More and more interest has been given to topics such as this since the new era of mechanical thrombectomy for the treatment of large vessel occlusion began. Stroke teams are placing more attention on how the treatment process can be streamlined in order that patients can get the right care faster. The objective is to discover which workflow pattern is the most beneficial to patients, and in turn, what new processes may need to be implemented to make this a reality on a broad scale.

According to Rinaldo et al, some have argued that it may be beneficial to expand the availability of endovascular revascularisation services to lower-volume hospitals to minimise the morbidity associated with transfer to larger endovascular centres. To assess this argument, the investigators in this study compared the outcomes after revascularisation of patients directly admitted to a low-volume centre and those transferred to a high-volume centre.
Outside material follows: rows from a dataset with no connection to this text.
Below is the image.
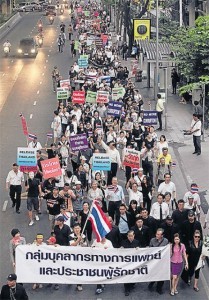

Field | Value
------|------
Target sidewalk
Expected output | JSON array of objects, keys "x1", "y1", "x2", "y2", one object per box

[{"x1": 122, "y1": 58, "x2": 209, "y2": 214}]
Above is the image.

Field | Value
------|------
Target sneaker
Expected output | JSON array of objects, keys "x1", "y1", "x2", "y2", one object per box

[
  {"x1": 35, "y1": 215, "x2": 40, "y2": 221},
  {"x1": 96, "y1": 289, "x2": 103, "y2": 295}
]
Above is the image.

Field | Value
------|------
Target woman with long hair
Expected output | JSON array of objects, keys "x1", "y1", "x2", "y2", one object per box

[{"x1": 170, "y1": 233, "x2": 188, "y2": 296}]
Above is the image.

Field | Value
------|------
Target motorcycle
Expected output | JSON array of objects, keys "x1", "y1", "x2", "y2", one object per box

[
  {"x1": 49, "y1": 16, "x2": 54, "y2": 25},
  {"x1": 4, "y1": 46, "x2": 10, "y2": 57}
]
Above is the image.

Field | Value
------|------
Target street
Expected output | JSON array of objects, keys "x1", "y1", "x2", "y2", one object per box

[{"x1": 0, "y1": 10, "x2": 209, "y2": 300}]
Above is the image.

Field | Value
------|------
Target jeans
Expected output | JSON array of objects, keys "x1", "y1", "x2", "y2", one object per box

[
  {"x1": 193, "y1": 135, "x2": 201, "y2": 153},
  {"x1": 9, "y1": 185, "x2": 22, "y2": 211}
]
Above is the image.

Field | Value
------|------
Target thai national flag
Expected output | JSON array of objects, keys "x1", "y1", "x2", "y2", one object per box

To conduct the study they searched a national database of hospital-reported outcomes for patients who underwent endovascular revascularisation for acute ischaemic stroke. Hospitals were categorised as low, medium, or high procedural volume hospitals. Outcomes of inpatient admissions were collected and compared on the basis of admission source and hospital procedural volume.

A total of 118 institutions with 8,533 patients were included.

“Mortality rate (14.9% versus 18.6%; p=0.049) and mortality index (1.1 versus 1.6; p=0.048) were significantly lower among directly admitted relative to transferred patients. For all patients, there were significant differences in institutional mortality rate (low: 19.7%, medium: 14.9%, high: 9.8%; p=0.003) and mortality index (low: 1.5, medium: 1.1, high: 0.8; p=0.004) between low-, medium-, and high-volume hospitals. For transferred patients to high-volume centres, both mortality rate (high: 10% versus low: 20.4%; p=0.005) and mortality index (high: 0.8 versus low: 1.5; p=0.034) were significantly lower than that observed for directly admitted patients to low-volume hospitals,” Rinaldo and colleagues found.

With an obvious beneficial effect of treatment for patients treated at high-volume hospitals, in spite of the detrimental effects of transfer, compared to the treatment effect observed in patients who were directly admitted to low-volume hospitals, the authors of this study maintain that these findings serve as an argument for the centralisation of care.